Care conferences are usually arranged within a week or two of a skilled-nursing admission and within the first month of a longer-term admission. The first conference is likely to last about 30 minutes. Regular quarterly conferences are held for long-term residents and these can last from 15 to 30 minutes. Quarterly conferences are usually held on a schedule and families and residents receive formal notice.
After a period of adjustment, some families stop attending care conferences, perhaps content that staff will provide the expected care. This is not necessarily a signal that families do not care, since most do visit and provide for needs as requested. However, the care conference is a special opportunity for some staff to interact more directly than usual with families. It can be disappointing to consistently report only to other staff and for the record with no input from families to enrich the care plan.
In a long-term care setting, we usually consider decisions related to medical care. There is consistency in the process and the resident gets every opportunity to make the decisions. The resident may have physical challenges to overcome or learn to tolerate, but unless otherwise demonstrated, staff in a facility assume the resident will direct her own care.
Most residents admit to long term care from a hospital setting, following an acute event, or at the end of a progressive illness. Any scenario presumes the need for a higher level of care than total independence at home. Documents from medical settings and providers describe the resident’s medical status and usually include some indication of mental capacity for decision-making. In some situations, the resident, then a patient in a hospital bed, was not responsive and family members were allowed and even required to make decisions. This status will usually be reviewed at each change in the level of care.
If the resident is incompetent, unable to communicate, unresponsive, or refuses to direct her own care, one family member will be asked to do so. This may already be clear at admission since someone, usually a family member, arranged for the admission, toured the facility, and so on. In some instances, tasks are divided among family members and the person arranging the care will not continue to make decisions after admission. This is especially true in the event of a family member visiting from another community.
Long-distance caregiving is a special challenge within any family and difficult for the facility to address. An adult child living in a different community may want very much to help and to be involve. She may feel very guilty about her perception of not sharing the burden of care with her parent or another sibling. These feelings may result in very energetic decision-making which may not be compatible with the culture of caregiving and decision-making that has evolved locally. The local caregiver may feel resentful which can lead to conflict and exhaustion. Besides staying in regular contact, long-distance caregivers should accept discrete, ongoing tasks which can be performed from afar, complete them as promised, acknowledge the devotion of the local family, and make some sacrifices to visit often and provide some respite.

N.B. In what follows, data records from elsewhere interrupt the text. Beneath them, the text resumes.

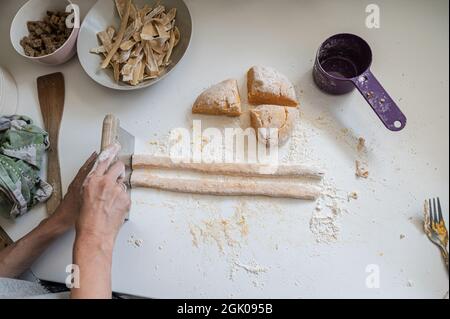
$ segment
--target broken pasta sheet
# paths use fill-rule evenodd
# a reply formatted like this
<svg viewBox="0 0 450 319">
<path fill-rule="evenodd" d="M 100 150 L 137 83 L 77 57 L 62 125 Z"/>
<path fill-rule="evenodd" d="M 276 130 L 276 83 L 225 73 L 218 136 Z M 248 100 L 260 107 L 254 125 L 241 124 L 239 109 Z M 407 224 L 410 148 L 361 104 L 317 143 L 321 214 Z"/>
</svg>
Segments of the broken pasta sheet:
<svg viewBox="0 0 450 319">
<path fill-rule="evenodd" d="M 176 8 L 166 12 L 163 5 L 145 4 L 138 9 L 132 0 L 115 3 L 121 18 L 119 31 L 109 26 L 97 33 L 101 45 L 90 52 L 104 56 L 102 68 L 110 67 L 116 82 L 135 86 L 161 76 L 180 41 Z"/>
</svg>

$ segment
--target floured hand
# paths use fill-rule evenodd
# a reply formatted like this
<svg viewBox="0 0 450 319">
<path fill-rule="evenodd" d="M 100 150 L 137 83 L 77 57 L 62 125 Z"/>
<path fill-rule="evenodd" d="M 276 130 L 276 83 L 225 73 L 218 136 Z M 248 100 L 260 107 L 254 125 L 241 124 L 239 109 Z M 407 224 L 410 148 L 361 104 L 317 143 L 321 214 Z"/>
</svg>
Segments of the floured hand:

Some residents and families are reluctant to make any decisions when an acute event has occurred. Their expectation is that medical staff, from the doctor in the hospital to the nurse in the long term care facility, will tell them what to do. There was a time in the history of medical care when this was the predominant pattern, but this is no longer the case. For both legal and ethical reasons, medical providers require full disclosure to patients and families and full involvement from them in the decision-making process. Providers will offer information about available treatment options and even make recommendations but they will require some input from the patient and family as to their preferences and understanding of risks and benefits.